Au bout de quelques semaines, ils se sont rendu compte que l'électricité passait entre les deux électrodes. Tout leur génie a consisté à démontrer que le flux d'électricité était rendu possible par la présence de micro-organismes posés sur l'anode. Ces derniers en effet étaient capables d'arracher de la matière organique à des déchets contenus dans les sédiments et de les faire passer dans l'électrode. En d'autres termes, il s'est avéré que ces micro-organismes réalisaient la catalyse que nous cherchions à produire à l'aide de métaux très coûteux, tels que le platine.

Dans le même temps, au sein du laboratoire de génie chimique à Toulouse du CNRS en collaboration avec le centre de Saclay du CEA, nous étudiions la corrosion d'aciers inoxydables en mer.

Nous nous sommes aperçus qu'en favorisant les phénomènes de corrosion induits par les micro-organismes, nous arrivions à catalyser une réaction sur la cathode.

Ces deux recherches, alors menées de manière totalement indépendantes, ont abouti en 2002. A cette date, nous avons déposé un brevet, tandis que les équipes du Massachusetts ont réalisé des publications pionnières dans Nature and Science .

Dans les deux cas, les recherches ont abouti à une véritable avancée scientifique : la découverte que des micro-organismes sont capables d'adhérer à des surfaces conductrices et de brancher leur métabolisme sur cette surface solide.

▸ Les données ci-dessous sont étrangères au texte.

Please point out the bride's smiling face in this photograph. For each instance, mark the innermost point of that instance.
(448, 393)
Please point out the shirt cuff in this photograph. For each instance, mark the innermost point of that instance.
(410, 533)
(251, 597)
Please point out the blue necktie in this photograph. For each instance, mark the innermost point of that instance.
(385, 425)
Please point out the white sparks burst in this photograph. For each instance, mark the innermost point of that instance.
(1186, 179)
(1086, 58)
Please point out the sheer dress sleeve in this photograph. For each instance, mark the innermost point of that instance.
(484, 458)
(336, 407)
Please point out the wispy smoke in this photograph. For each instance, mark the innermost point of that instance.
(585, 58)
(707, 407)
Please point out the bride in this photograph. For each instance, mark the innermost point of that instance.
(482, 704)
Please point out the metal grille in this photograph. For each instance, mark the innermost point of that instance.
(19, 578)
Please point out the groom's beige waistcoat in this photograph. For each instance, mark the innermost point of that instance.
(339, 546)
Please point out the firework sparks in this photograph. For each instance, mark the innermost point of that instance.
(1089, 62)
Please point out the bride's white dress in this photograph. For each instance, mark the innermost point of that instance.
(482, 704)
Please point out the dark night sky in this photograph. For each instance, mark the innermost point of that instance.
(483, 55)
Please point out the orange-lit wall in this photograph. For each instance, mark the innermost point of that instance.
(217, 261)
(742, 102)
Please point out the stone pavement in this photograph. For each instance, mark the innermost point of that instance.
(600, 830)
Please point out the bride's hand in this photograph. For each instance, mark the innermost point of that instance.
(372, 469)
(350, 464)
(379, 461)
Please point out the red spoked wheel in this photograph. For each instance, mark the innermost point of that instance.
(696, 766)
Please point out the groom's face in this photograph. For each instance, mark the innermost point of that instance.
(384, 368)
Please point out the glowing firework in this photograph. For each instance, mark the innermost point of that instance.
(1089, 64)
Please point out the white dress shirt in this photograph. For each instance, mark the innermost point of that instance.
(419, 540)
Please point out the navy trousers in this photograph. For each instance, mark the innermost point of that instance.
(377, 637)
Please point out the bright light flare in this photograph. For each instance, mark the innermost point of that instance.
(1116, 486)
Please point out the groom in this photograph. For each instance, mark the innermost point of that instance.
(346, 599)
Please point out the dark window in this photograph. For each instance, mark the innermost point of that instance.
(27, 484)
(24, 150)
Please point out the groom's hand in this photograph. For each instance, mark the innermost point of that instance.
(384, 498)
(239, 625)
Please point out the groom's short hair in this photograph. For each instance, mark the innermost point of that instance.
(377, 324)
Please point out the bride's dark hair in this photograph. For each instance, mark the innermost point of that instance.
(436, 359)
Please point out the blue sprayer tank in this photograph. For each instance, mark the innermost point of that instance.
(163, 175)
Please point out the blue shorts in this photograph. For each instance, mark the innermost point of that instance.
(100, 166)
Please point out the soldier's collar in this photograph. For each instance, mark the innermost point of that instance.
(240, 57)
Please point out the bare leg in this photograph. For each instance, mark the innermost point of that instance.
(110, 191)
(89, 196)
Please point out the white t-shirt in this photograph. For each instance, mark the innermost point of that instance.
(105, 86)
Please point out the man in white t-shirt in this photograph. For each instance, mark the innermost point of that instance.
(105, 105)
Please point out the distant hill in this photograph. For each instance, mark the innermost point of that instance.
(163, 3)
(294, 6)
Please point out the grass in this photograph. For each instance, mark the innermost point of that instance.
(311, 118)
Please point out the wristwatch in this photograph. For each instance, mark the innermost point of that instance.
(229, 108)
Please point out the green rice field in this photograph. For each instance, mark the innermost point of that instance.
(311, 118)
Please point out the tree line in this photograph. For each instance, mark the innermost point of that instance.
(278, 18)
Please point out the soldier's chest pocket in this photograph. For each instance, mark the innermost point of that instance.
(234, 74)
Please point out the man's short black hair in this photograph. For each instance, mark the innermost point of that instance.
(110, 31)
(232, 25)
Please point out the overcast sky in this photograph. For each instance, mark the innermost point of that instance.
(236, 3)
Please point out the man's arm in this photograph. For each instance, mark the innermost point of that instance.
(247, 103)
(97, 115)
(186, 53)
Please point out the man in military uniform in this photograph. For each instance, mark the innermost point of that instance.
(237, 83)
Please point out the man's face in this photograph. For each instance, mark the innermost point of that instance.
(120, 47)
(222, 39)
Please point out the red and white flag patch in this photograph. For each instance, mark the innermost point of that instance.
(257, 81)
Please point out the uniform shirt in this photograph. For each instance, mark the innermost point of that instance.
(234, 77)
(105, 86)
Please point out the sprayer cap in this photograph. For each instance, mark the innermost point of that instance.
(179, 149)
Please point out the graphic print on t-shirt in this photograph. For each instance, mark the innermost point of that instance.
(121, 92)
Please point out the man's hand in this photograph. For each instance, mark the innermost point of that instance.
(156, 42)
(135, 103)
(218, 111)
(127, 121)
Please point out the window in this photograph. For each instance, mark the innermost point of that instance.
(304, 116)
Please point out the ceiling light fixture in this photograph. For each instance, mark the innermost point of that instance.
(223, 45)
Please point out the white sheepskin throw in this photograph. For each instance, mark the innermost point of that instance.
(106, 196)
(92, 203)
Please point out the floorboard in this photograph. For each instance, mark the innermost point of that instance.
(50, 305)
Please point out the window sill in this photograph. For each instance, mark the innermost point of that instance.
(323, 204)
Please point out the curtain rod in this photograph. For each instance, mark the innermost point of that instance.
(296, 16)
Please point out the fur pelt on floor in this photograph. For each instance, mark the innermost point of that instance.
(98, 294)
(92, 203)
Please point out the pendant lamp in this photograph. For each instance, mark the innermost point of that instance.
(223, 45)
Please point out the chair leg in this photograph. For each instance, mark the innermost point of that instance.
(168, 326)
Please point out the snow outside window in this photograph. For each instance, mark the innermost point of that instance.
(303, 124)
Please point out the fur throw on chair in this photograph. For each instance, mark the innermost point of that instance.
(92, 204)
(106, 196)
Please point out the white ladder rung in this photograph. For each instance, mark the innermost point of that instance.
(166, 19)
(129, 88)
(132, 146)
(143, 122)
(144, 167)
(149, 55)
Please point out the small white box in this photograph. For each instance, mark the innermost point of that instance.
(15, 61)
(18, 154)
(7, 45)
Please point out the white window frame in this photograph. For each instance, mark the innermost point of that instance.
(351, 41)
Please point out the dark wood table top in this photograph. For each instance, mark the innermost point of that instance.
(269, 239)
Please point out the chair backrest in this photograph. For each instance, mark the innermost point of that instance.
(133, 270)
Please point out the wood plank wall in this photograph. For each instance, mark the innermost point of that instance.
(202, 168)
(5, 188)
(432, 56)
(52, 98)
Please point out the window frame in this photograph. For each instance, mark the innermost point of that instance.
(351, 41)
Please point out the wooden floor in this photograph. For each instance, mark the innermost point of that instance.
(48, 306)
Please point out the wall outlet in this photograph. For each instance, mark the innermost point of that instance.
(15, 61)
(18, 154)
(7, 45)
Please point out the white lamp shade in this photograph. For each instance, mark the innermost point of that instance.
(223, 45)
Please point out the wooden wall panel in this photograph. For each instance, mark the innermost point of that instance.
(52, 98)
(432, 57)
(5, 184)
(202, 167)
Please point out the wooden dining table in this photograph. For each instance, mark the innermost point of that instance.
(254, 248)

(2) Ce nouveau domaine de recherche se transformera-t-il en rupture technologique ?

Depuis 2002, les équipes américaines ont répondu par l'affirmative, en soulignant le caractère peu coûteux de ce développement naturel de catalyseurs sur des électrodes.

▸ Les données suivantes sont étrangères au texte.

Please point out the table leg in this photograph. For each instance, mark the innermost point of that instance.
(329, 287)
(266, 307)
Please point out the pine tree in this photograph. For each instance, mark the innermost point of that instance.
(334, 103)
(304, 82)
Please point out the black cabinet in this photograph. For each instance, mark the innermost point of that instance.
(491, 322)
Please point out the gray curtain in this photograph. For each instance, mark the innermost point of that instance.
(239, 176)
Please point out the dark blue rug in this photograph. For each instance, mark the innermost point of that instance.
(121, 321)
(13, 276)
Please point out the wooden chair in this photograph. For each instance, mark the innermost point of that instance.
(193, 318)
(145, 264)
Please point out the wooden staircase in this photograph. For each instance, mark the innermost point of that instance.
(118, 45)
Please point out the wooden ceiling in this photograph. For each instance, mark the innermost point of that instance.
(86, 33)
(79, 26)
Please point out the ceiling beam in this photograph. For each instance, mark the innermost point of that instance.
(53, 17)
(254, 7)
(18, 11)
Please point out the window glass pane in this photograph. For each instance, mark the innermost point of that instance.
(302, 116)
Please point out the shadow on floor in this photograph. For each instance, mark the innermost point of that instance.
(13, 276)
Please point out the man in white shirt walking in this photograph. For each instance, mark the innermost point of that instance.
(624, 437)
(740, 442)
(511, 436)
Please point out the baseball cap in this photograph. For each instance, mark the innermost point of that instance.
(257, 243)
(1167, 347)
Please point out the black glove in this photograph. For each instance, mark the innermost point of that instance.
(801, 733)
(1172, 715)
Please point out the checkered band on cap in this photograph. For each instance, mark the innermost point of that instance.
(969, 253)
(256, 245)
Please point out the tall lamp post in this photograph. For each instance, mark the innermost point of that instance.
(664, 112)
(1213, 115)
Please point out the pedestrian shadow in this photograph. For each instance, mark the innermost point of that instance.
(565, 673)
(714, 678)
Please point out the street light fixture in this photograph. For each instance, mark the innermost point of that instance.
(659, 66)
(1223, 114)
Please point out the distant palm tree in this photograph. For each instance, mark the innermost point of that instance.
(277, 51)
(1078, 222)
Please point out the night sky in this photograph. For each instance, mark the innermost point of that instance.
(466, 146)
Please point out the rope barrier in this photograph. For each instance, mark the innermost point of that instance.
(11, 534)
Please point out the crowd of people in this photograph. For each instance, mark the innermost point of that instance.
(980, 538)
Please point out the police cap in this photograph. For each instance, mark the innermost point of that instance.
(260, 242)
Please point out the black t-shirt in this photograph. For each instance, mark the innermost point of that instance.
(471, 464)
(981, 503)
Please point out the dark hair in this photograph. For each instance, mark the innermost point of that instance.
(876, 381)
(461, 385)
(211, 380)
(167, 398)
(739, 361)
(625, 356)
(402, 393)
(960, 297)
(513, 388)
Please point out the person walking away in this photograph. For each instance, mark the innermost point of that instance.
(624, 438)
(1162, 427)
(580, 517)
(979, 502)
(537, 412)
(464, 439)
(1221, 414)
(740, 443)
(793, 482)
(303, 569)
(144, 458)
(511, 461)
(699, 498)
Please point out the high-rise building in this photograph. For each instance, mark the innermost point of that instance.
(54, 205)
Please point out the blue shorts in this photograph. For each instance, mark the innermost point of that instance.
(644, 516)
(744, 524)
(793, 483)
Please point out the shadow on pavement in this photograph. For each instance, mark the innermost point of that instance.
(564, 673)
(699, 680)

Ces micro-organismes en effet sont capables d'utiliser de la matière carbonée, des sédiments, des effluents, etc. soit un combustible très bon marché. Par ailleurs, il s'agit d'un processus « gagnant-gagnant », la pose d'une telle pile sur une station d'épuration d'effluents ayant pour effet d'activer le process de traitement des effluents.

D'autres ont eu l'idée d'utiliser des déchets agricoles, permettant ainsi de créer une filière d'énergie, alternative aux biocarburants de deuxième génération.

(3) Rêve de chercheur ou émergence d'une nouvelle technologie ?

La réponse à cette question dépendra des puissances produites. Pour calculer les puissances maximales, certains chercheurs ont eu l'idée de placer des micro-organismes sur les électrodes, de manière très resserrée. Ce faisant, ils ont obtenu 2 watts par mètre carré.

Nous avons mené des expérimentations au sein de notre laboratoire, et nous avons obtenu 5 watts par mètre carré. Nous avons donc réussi à dépasser les puissances limites théoriques. Dans ce domaine, des recherches fondamentales restent à mener.

A titre de comparaison, je rappelle que la puissance de l'énergie photovoltaïque s'élève à100 watts par mètre carré. Il s'agit néanmoins d'une technologie mature. Avec les piles à combustible microbiennes, qui constituent une technologie dont le concept est né il y a cinq ans, nous arrivons déjà à 5 watts. Nous disposons donc d'une marge de progression prometteuse.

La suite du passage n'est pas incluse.